Our investment properties were independently valued at £1.09 billion as at 30 June 2015 (including forward funded commitments), representing an increase of £114.80 million or 11.7% over the aggregate acquisition price (excluding acquisition costs).
The portfolio's contracted rental income has increased to £58.87 million per annum (30 June 2014: £20.84 million), including forward funded assets.
Dividends declared in relation to the six months ending 30 June 2015 (the "period") totalled 3.0 pence per share, putting us on track to meet our stated 6.0 pence per share target for 2015.
Total return for the six month period of 10.71% compared to our target of 9% per annum for the medium term.
We raised an additional £229 million of equity during the period, issuing 159.09 million new shares at an issue price of 110 pence per share in March 2015, and a further 47.79 million new shares at an issue price of 113 pence per share in June 2015, pursuant to the Company's share issuance programme which expired on 7 July 2015.
We acquired eight Big Boxes during the period, three of which were forward funded pre-let investments, expanding the portfolio to 22 assets. The acquisitions further diversified the portfolio both by geography and by tenant.
The weighted average unexpired lease term across the portfolio is 15.77 years, which compares well to our target of at least 12 years.
The average net initial yield of the portfolio at acquisition is 5.8% against our period end valuation of 5.1% net initial yield.
The total expense ratio for the period was 0.50%, down from 0.71% for the period from 1 January 2014 to 30 June 2014, which compares favourably with our real estate peers.
Our portfolio was fully let or pre-let and income producing during the period.
The Company's shares were included in the FTSE EPRA/ NAREIT Global Developed Index from 23 March 2015 and the FTSE 250 Index from 8 June 2015, helping to attract new investors and support liquidity in the shares.
Growth of the portfolio to provide a total of over 11 million sq ft of logistics space forming the portfolio.
Post Balance Sheet highlights
In July 2015 a new five year loan facility totalling £50.87 million was agreed with Landesbank Hessen- Thüringen Girozentrale ("Helaba") to finance the forward funded investment pre-let to Ocado in Erith.
Richard Jewson, Chairman of Tritax Big Box REIT plc, commented:
"Our investment manager continues to identify and negotiate good opportunities to buy assets and create capital value enhancement for our shareholders, both at the point of purchase and through a variety of asset management initiatives.
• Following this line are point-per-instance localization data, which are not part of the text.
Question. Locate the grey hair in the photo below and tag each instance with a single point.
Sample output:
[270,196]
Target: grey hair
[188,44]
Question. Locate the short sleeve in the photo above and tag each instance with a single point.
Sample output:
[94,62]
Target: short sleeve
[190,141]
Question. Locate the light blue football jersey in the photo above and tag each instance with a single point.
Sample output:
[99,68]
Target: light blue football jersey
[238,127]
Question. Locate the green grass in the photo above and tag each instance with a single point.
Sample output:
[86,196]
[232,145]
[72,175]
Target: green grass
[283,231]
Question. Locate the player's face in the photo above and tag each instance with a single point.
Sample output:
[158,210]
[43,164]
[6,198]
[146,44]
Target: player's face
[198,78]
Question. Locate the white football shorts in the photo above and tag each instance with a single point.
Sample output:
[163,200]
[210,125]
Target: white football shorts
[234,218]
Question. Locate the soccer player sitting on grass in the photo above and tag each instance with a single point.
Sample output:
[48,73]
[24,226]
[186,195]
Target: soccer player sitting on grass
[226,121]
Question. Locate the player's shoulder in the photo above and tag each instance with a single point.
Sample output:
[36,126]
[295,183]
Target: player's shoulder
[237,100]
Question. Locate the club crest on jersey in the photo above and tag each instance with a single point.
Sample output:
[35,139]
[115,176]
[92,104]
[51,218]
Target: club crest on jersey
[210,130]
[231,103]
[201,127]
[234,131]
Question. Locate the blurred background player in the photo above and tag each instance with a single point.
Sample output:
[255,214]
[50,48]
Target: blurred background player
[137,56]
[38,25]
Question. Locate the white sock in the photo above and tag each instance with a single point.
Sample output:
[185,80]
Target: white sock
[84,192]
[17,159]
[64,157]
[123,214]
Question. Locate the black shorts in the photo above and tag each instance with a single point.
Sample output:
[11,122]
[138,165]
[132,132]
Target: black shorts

We will continue to build an increasingly diversified and high quality portfolio, as we deploy the equity and debt financing raised during the period.
We see the potential for further yield compression in our sub-sector and logistics more generally, especially when viewed against current gilt yields. Big Boxes are becoming increasingly central to retail fulfilment, suggesting that yields have the potential to move towards the levels historically applied to prime retail assets.
The profile of rent reviews across the portfolio means we are well placed to capture rental growth in the market. We believe that the balance of occupational supply and demand should remain favourable for landlords, leading the Group to continue to be confident of strong rental growth in the near term.
The outlook for the remainder of 2015 remains strong and the Company anticipates achieving the dividend target of 6.0 pence per share for the full year."